The long-term solutions that Joining Hands seeks in Huancavelica and elsewhere necessitate involvement in the public policy arena, Koball says. “We are learning about and participating in public policy discussions at the local, national and even global levels.”

In the Philippines, Koball’s mentor in mission, Cobbie Palm, helps manage the Silliman Water Ministry, a service arm of Presbyterian-founded Silliman University. When Koball served as a Young Adult Volunteer (YAV) 20 years ago, Palm coordinated the YAV site in the Philippines.

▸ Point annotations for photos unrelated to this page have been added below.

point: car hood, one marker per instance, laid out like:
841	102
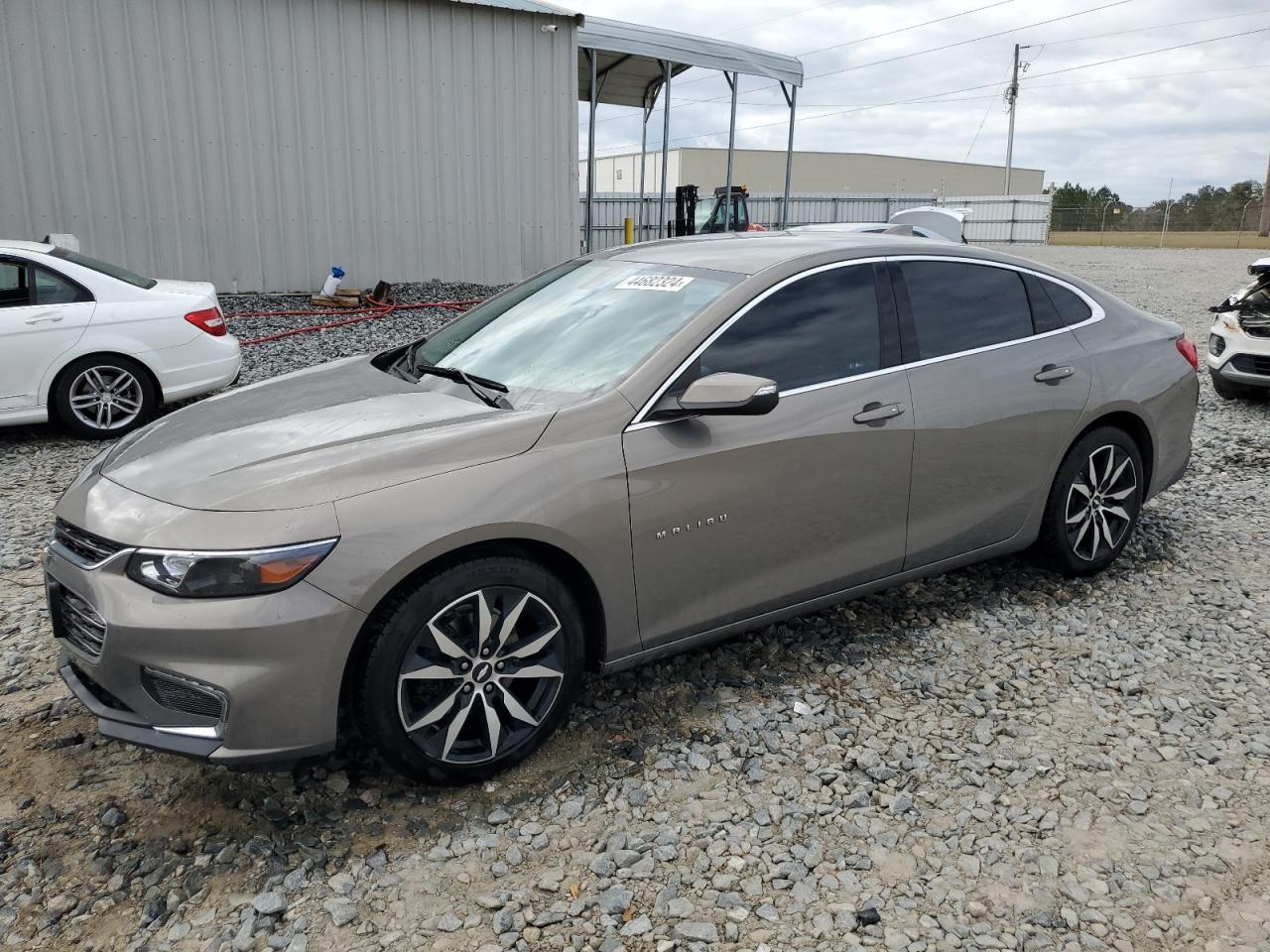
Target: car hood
316	435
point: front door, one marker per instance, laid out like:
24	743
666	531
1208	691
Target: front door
734	516
42	315
997	394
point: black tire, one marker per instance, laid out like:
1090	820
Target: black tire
1112	508
131	402
403	636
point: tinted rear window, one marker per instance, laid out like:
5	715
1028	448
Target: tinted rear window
1071	306
114	271
964	306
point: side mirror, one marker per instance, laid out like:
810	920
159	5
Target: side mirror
730	395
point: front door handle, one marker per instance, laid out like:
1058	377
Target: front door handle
1053	373
878	413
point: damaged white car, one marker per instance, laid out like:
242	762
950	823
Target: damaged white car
1238	343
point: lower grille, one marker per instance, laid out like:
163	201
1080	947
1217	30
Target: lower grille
1251	363
96	690
76	621
183	694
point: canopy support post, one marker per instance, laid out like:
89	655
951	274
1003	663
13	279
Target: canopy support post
666	144
590	150
731	145
649	100
792	98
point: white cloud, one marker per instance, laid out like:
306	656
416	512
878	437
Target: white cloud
1130	134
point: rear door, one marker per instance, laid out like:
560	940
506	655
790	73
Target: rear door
733	516
998	388
42	315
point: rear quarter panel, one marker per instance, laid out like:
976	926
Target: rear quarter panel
1138	370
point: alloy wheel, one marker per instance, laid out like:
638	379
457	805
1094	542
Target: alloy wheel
105	398
1098	503
481	675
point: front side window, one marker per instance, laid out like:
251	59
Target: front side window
959	306
817	329
14	290
55	290
575	329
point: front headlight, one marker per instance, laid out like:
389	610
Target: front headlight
226	574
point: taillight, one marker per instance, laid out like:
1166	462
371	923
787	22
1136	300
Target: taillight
1188	349
212	321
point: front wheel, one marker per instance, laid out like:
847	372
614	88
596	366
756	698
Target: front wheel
471	670
104	397
1093	503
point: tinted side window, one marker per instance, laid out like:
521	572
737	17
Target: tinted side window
820	327
55	290
14	291
1070	304
964	306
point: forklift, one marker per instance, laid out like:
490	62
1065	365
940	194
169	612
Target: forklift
697	217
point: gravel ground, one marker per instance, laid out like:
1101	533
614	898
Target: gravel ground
997	758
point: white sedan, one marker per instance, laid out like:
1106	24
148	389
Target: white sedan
98	347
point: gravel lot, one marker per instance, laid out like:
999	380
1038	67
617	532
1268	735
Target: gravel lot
997	758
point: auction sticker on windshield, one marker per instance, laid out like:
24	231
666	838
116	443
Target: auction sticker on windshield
654	282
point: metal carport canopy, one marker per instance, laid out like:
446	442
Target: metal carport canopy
629	63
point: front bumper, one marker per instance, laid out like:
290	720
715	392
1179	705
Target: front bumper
1237	356
273	661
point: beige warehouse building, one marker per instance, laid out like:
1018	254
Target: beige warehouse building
821	173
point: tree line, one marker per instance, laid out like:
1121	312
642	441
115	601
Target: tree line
1207	208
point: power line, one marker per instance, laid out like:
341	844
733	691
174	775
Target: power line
982	122
905	30
1032	87
1159	26
933	96
920	53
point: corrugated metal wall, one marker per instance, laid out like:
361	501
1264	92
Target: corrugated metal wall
1017	220
255	143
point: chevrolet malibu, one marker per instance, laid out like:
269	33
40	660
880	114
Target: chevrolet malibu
629	454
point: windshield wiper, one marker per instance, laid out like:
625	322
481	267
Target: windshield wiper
476	385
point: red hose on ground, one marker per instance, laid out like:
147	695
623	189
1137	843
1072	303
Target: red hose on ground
367	312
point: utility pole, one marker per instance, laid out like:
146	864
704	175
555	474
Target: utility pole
1264	230
1012	96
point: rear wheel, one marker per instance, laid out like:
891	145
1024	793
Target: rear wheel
1093	503
103	397
471	670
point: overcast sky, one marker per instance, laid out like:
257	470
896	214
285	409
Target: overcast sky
1095	126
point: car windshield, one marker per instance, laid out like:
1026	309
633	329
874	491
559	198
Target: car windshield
575	329
103	268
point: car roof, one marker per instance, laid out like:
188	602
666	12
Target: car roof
14	245
752	252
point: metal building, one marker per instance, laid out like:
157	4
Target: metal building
257	143
822	173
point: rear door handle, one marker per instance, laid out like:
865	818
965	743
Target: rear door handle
878	413
1053	373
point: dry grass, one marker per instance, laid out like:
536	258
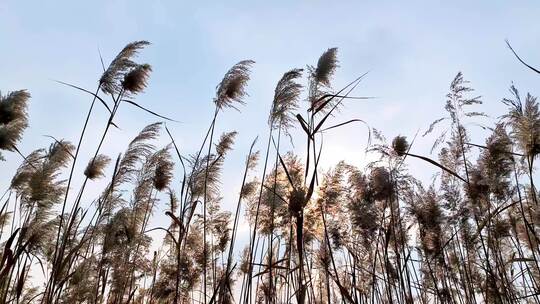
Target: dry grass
348	235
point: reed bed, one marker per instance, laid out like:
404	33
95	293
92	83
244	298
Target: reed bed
348	234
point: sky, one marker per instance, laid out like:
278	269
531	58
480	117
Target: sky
412	50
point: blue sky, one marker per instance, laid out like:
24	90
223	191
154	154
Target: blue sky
412	49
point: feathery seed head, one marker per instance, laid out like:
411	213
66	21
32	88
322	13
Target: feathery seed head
380	183
225	142
233	86
135	81
163	173
285	101
110	80
400	145
326	66
13	106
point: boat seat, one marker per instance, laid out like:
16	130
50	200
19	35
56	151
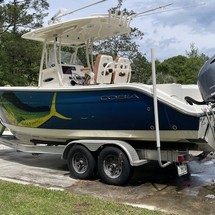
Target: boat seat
103	69
122	70
49	77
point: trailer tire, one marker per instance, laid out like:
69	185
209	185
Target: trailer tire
81	163
113	166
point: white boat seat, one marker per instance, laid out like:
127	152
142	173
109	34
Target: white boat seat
103	69
122	71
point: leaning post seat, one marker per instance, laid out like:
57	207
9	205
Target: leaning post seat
103	69
122	70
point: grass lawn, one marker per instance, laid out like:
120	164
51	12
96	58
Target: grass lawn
18	199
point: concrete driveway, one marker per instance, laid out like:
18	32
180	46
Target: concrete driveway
42	169
151	187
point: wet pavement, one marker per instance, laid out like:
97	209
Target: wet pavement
150	187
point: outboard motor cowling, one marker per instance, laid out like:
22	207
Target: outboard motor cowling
206	80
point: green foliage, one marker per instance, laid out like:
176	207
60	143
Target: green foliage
20	58
20	14
182	69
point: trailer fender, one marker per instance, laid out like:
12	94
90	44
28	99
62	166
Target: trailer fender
94	145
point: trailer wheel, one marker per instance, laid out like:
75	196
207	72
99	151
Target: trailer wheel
81	163
113	166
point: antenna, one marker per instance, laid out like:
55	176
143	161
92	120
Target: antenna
177	8
150	10
61	13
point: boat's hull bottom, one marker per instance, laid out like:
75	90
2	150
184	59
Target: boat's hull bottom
58	136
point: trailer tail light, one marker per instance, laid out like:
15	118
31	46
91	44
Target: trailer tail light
181	159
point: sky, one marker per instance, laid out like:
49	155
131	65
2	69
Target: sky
169	31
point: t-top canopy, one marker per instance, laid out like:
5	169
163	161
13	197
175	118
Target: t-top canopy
78	31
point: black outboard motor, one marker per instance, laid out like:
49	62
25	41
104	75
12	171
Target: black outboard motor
206	80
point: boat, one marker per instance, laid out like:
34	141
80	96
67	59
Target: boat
73	102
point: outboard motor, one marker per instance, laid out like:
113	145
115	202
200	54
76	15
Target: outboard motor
206	80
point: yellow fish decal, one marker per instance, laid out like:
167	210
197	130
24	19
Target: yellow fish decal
28	119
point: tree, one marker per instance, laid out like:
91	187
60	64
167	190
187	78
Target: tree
20	58
23	14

That role is now shared by Palm and his wife, Dessa.

The Silliman Water Ministry helps communities develop sustainable water sources, and it also trucks emergency water supplies to communities when their vulnerable water systems fail.

Two years ago, Silliman helped Balili, Valencia, a community located on the foothills of the Cuernos Mountains, avert a disaster. A prolonged dry season had depleted the springs that supply most of the community’s water.

Rosalina, a mother and community leader, organized Balili’s women into a task force to distribute the water Silliman delivered. “Organizing our women, particularly the mothers, is not difficult,” she told Palm. “That’s because our hearts ache when we look into the eyes of our children. They are thirsty, they are hungry, and we feel for them deeply.”

In Africa, mission co-worker Jim McGill has helped communities address water and sanitation issues for more than 20 years. McGill and his wife, Jodi, have ended service in Malawi and will soon move to Niger to continue their work. Jim, who holds a master’s degree in geological engineering, will serve alongside the Evangelical Church of the Republic of Niger, and he will also travel to South Sudan to work with the Presbyterian Church of South Sudan (PCOSS) in its water and sanitation efforts. Jim has already made trips to South Sudan to provide consultation. Jodi, a nurse, will teach at a new nursing school in Niger.

“Lives in many Malawian communities have been changed thanks to the work Jim and Jodi have done with our Malawian partners,” says the Rev. Debbie Braaksma, Presbyterian World Mission’s coordinator for Africa. “I look forward to seeing what God will do through them and our partners in Niger and South Sudan.”

Nearly half of the people without access to safe drinking water live in sub Saharan Africa, according to the World Health Organization (WHO). The WHO is one of the United Nations entities involved in World Water Day, whose observance is planned and programmed by UN-Water. World Water Day was first observed in 1993 as a result of a United Nations General Assembly action.